Saturday, April 23, 2016

Stay Small... Just A Little Longer

I took the kids to a park yesterday. I sat on a bench and let the world pass by. Sun on my face, I watched the kids slide down the slides, cross the monkey bars and climb carefree. I (we) needed just 30 minutes or so to unplug and recharge.

About fifteen minutes after we arrived, a group of mostly 10 year-old kids came strolling up to the park. Loud. Not obnoxious but definitely cool beyond their years and seeking attentive stares from anyone who would offer.

Everyone noticed. A few mothers scooted a little closer. Ears on high alert for foul language and inappropriateness. Mother hens guarding their little chicks.

Mr Blue Eyes was oblivious. The double twisting slide was the focus of every inch of his being. Up the stairs and down the slide. Rinse and repeat. Rinse and repeat.

But she noticed.

She noticed like a car accident had just happened in front of her eyes. She noticed like the sun had suddenly fallen from the sky and the earth stopped spinning. She noticed and she was transfixed. Frozen, except for the silent rising and falling of her chest and the nervous fidgeting in her fingers. She watched them, frozen in place and eyes wide with curiosity, much like the first time individuals watched a television set on display.

I watched her for a minute and then called her back to me. Breaking her fixation. She sat down next to me on the bench and watched them some more. Impulsive, she turned her small young face to me and sheepishly admitted, "Mommy. I feel like I'm 10."

I half smiled back to her and honestly answered, "But you aren't honey. You are 7."

She shrugged and returned a half smile. "I know..." and she returned her attention to that mystical vision of all things 10. 

I ran my hand over her small back and lovingly squeezed her slender shoulder. She smiled up at me with love. She left my side and walked blindly about the playground. Eyes again never leaving them. She sat down and just... watched.

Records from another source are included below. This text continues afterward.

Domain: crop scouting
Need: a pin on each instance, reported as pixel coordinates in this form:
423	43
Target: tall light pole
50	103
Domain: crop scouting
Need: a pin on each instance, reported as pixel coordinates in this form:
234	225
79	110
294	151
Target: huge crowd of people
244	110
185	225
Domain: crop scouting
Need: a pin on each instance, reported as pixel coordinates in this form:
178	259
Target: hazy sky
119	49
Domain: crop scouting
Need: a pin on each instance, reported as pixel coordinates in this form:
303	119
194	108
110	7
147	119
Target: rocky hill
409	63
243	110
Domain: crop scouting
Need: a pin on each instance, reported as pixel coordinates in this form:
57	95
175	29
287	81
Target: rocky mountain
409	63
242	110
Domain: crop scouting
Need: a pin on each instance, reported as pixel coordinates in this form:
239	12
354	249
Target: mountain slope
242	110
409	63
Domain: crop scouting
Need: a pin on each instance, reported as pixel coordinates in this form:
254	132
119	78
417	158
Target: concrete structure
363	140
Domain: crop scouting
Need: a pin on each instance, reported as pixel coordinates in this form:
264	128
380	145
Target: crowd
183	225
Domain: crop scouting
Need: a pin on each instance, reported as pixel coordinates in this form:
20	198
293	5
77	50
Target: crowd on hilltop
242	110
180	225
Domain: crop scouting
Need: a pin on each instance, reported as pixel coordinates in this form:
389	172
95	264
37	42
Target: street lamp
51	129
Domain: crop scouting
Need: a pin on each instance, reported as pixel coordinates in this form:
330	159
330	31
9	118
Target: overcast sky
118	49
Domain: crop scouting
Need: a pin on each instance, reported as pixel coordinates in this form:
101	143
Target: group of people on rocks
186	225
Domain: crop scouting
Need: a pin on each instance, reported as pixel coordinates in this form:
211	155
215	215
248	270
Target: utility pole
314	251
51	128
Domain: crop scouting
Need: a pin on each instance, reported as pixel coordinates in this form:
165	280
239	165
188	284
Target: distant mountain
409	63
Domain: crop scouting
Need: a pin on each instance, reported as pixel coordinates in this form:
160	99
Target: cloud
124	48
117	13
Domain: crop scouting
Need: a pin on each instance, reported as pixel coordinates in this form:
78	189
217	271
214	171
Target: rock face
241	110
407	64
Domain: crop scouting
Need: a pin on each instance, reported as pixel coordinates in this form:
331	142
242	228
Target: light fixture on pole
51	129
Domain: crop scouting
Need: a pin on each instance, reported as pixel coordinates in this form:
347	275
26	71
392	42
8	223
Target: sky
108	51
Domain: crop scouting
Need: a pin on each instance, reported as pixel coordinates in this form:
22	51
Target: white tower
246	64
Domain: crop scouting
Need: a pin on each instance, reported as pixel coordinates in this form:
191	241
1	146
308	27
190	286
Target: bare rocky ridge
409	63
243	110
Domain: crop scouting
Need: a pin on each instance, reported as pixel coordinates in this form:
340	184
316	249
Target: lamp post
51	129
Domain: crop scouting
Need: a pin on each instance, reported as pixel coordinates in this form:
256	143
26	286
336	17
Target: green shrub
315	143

For another fifteen minutes, she just watched them.

Mr Blue Eyes climbed the stairs and slid down the slide.

My heart ached to bring her back. Turn her cheek and be in love with her 7 year-old self that is right now. Keep her present and grounded. 

But she watched them.

I prayed for my two loves. Prayed that they wouldn't rush growing up. Please play with dolls and matchbox cars, just a little bit longer. Please play dress-up and make-believe, just a little bit longer. Please dream and sing and be carefree, just a little bit longer.

I vowed to hold them tight for even longer. Rock them in my lap even when they don't quite fit for even longer. Snuggle more and let them fall asleep on my shoulder for even longer. Read them stories for even longer. Whisper before bedtime about what dreams we will have for even longer. Be silly and giggle for even longer.

But never stop loving, living, smiling and laughing.